The remainder of the press release is composed primarily of quotes from Mr. Sabo and colleagues on the study itself.  My only other complaint is the use of "unsustainability" in paragraph 10:  when sustainability is already difficult to define for public use, do we really need this new and likely problematic non-term in the lexicon as well?  The wrap-up:
"'The water crisis in the West is a regional one,' Sabo said.  'This suggests that local conservation efforts (shorter showers, banning lawns, installing a gray-water recycling systems) are necessary but not sufficient for a solution. Regional and national policy changes are called for,' he added. 
"'The cards are stacked high against freshwater sustainability in the West,' Sabo added. 'Something will have to give, and it likely will be the price of water and high quality produce. If water were priced appropriately (by market forces or policy mandates), we would become much more efficient with water use in cities and on farms, and we would likely do agriculture completely differently than we do it now in the Western U.S.'"

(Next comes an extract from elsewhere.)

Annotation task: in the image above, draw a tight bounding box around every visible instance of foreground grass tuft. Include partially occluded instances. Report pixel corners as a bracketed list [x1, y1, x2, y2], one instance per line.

Wow, a shift out of our agency-controlled regime of combined water supply and power generation operations and negotiated distribution, into a market system? Talk about jumping from the frying pan to the fire...the states and established commercial interests in the American West will not go quietly.  My fellow blogger and friend over at Aguanomics is far better qualified to address the potential issues there, but with some education maybe I will soon give it a shot as well.

To the authors of the study and their researchers who likely contributed immeasurably, I say well done and kudos to you all!  To the PR office at ASU, I suggest you bring the publishing scientists into your draft process, and retain some editors with subject matter expertise, or you'll continue to do a disservice to your researchers and programs.